Funding challenges could mount again for NBFCs, especially the smaller ones, in the aftermath of the disruption caused by the Covid-19 pandemic as banks become selective is taking exposures, says CARE Ratings.
The rating agency said banks are becoming more circumspect in extending credit owing to risk aversion leading to tighter liquidity concerns.
The outstanding bank lending to NBFCs declined marginally to Rs 8.04 trillion in May 2020 from Rs 8.12 trillion in April 2020, according to Reserve Bank of India data.
NBFC borrowings from mutual funds rose to Rs 1.45 trillion in May 20 from Rs 1.34 trillion in April 2020.
In the short- to medium-term, the ability of individual NBFC to raise resources and ramp up collection efforts amid the gradual lifting of the lockdown would be critical from the liquidity point of view, CARE said in review of the funding pattern.
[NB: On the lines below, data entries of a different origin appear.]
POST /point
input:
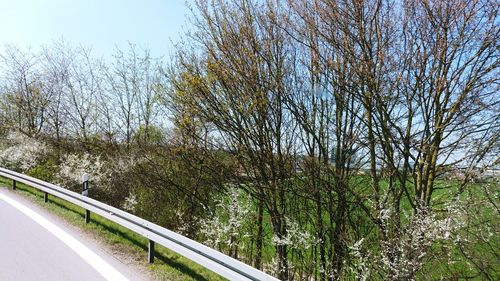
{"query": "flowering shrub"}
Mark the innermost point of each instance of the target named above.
(20, 152)
(74, 166)
(403, 251)
(226, 225)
The overall funding environment for the sector seems to have improved somewhat given a high level of liquidity in the banking system and the decline in yields following the RBI rate cuts.
The various fund raising channels put in place by the government and reserve Bank of India has also improved funding conditions. Some of the financing arrangements include, Targeted Long Term Repo Operations (LTRO), Extended Partial Guarantee Scheme (for on-balance sheet lending as well as for asset pool purchase). This, coupled with expectations of improving collections, would aid the overall liquidity position of the NBFC sector.